The Batwoman pilot did a decent job of establishing Ruby Rose as Kate Kane, and despite some rough spots worked as a setup for the rest of the season.
This recap of Batwoman Season 1, Episode 1, “Pilot”, contains spoilers.
For all the fuss about Batwoman (The CW), you’d have expected a bit more from it than what was delivered in Batwoman Episode 1, though I suppose that’s an inevitable consequence of starting a solo series. You might have gotten used to Ruby Rose in Kate Kane’s full regalia, with the ravishing red hair and the lippy and all that, as seen in the Elseworlds crossover event and an unending torrent of promotional material, but that isn’t how we find her in the Batwoman pilot. Here, she spends most of the episode sans suit, and when she does dress up it’s in a stripped-down and hemmed-in version of Bruce Wayne’s Batsuit that makes her head look weird.
Needs must, I suppose, especially when Gotham City has been lamenting the absence of the Caped Crusader for three years. (Bruce Wayne has, naturally, been missing that whole time too, but there’s still a scene midway through the Batwoman pilot when Kate discovers the Batcave and realizes that her maternal cousin is also Gotham’s symbol of vigilante justice. Citizens in DC stories are really terrible at putting two and two together.) Just when it seems like time to move on — the episode opens with a charity event to turn off the Bat-signal, and Kate’s father, Jacob (Dougray Scott), running an elite security service, The Crows, with a mandate to keep the city safe — a villain emerges who reiterates the need for a costumed crimefighter. Her name is Alice (Rachel Skarsten), a manic, Lewis Carrol-quoting baddie with a personal vendetta against Kate and Jacob and a legion of henchmen in Wonderland masks. In the final moments of Batwoman Episode 1, she’s revealed to be Kate’s presumed-dead twin sister, Beth, for whose apparent death Kate has always blamed Batman.

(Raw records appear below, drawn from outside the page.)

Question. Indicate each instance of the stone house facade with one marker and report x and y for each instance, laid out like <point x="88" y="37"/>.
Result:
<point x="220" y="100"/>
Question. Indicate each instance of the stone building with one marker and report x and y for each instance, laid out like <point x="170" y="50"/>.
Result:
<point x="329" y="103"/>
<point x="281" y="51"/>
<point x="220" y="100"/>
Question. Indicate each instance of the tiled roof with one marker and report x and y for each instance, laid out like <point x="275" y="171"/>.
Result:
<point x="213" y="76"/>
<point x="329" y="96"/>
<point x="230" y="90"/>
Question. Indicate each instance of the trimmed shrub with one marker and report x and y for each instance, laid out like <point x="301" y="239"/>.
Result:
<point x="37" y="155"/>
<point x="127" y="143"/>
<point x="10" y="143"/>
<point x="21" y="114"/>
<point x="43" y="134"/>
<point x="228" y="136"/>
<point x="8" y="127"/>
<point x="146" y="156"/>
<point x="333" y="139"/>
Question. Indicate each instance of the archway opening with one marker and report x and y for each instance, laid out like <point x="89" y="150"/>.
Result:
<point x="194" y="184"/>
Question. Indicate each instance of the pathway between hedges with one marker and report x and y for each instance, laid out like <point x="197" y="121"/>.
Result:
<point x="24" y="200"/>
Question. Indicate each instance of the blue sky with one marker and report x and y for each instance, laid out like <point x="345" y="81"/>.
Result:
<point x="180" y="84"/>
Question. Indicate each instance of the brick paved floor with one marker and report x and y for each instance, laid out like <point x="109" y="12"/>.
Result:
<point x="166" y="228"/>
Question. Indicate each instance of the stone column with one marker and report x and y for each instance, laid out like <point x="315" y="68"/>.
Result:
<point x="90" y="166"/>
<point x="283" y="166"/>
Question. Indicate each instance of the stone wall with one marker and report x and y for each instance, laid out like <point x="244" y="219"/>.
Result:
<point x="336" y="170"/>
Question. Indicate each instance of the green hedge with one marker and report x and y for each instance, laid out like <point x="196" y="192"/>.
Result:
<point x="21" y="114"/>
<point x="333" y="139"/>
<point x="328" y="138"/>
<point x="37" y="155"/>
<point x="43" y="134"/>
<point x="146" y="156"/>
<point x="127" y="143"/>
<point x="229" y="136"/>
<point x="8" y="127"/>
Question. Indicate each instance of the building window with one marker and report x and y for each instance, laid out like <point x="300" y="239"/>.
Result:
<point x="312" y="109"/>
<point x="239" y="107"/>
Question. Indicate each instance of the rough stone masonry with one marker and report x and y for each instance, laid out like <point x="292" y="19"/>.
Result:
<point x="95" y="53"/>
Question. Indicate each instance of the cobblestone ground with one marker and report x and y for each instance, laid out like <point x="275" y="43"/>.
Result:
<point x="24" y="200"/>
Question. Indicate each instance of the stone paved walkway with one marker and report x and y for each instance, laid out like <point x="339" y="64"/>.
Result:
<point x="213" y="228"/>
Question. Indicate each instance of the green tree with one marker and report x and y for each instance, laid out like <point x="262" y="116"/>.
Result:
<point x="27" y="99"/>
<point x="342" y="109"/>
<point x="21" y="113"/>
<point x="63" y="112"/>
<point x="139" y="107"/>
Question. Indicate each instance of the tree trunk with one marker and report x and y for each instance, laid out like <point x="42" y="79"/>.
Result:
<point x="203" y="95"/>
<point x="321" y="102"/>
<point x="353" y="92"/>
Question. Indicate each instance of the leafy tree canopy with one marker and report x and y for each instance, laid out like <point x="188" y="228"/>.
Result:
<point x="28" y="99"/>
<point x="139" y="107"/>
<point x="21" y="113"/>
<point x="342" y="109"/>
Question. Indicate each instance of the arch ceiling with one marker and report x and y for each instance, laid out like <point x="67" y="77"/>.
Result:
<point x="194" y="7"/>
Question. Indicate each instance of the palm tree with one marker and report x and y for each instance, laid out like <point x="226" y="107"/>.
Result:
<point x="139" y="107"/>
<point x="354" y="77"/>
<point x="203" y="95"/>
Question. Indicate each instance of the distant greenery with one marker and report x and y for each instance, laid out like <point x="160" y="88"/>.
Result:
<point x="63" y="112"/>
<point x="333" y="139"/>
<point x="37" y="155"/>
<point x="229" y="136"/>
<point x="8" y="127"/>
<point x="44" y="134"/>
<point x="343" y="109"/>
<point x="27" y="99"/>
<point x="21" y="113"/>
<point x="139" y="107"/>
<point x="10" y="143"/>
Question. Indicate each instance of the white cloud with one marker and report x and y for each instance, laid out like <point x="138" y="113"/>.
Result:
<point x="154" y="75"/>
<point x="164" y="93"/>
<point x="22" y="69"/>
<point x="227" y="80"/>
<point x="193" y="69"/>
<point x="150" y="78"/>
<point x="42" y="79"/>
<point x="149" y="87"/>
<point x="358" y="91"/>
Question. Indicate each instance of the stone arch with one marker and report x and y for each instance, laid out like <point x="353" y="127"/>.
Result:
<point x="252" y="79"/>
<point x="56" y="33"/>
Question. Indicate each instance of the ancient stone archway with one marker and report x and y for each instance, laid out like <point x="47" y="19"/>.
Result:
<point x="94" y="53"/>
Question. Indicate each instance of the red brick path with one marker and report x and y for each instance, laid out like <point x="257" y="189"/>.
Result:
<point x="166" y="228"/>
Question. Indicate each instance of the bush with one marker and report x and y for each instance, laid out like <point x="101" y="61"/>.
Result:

A lot of this is inelegantly explained by Kate’s voiceover narration, which emphasizes the security vacuum left in Batman’s absence, Kate’s daddy issues, her desire to prove herself by traveling the world and training with various esoteric masters of martial arts and survivalism, and her issues with authority, which go as far back as West Point, when she was expelled for homosexual shenanigans with fellow trainee-turned-Crow, Sophie (Meagan Tandy). Sophie’s present-day kidnapping by Alice’s goons is what lures Kate back to Gotham in the first place, though it’s hardly the romantic union she expected since Sophie is now married to a (male) colleague.
Nothing much, thankfully, is made of Kate being an out lesbian, which has always been a part of the character’s comics identity anyway. All that idle speculation about Batwoman pandering to social justice politics was completely unfounded since the premiere scarcely makes mention of such things. Kate’s sexuality is just a thing, barely remarked upon, but it turns out that pining for someone is just as tedious in same-sex love triangles as it is in heterosexual ones — I hope there’s less of that going forwards than the Batwoman pilot suggests there might be. But as far as happy-clappy notions of civil equality go, they’re pretty integral to the setting of a lawless Gotham rife with institutional corruption and elaborate supervillains. This isn’t a political agenda crowbarred into a comic book story; it’s a comic book story with an explicit political undercurrent.
Kate’s desire to help people while proving herself is capably expressed by Ruby Rose, who finds the right register for the character — serious without being maudlin, and funny without being dopey. It’s hardly a genre-redefining performance, but it doesn’t take long for Rose to prove that she’s suited to the character in more ways than just appropriate identity optics. She has fun interactions with Wayne Enterprises’ steward, Luke Fox (Camrus Johnson), son of Lucius, and her step-sister Mary (Nicole Kang), and she handles herself well in the action sequences, which are pretty solid. Again, this isn’t The Raid or anything, but at least they’re filmed for clarity and believability and not edited to within an inch of their lives.
In many ways, Batwoman Season 1, Episode 1 does exactly what a pilot episode is supposed to: It establishes Kate Kane within both the Wayne family and this version of Gotham, and it raises questions (some of them not intentional, I suspect) about where the show and its various characters are going to go as the season progresses. It had its rough spots — some poor pacing here and there, the odd leaden line or unconvincing delivery, and the occasional “hang on, what?” plot element — but no more so than other pilots in similar shows. It was fine. And for now, that’ll do.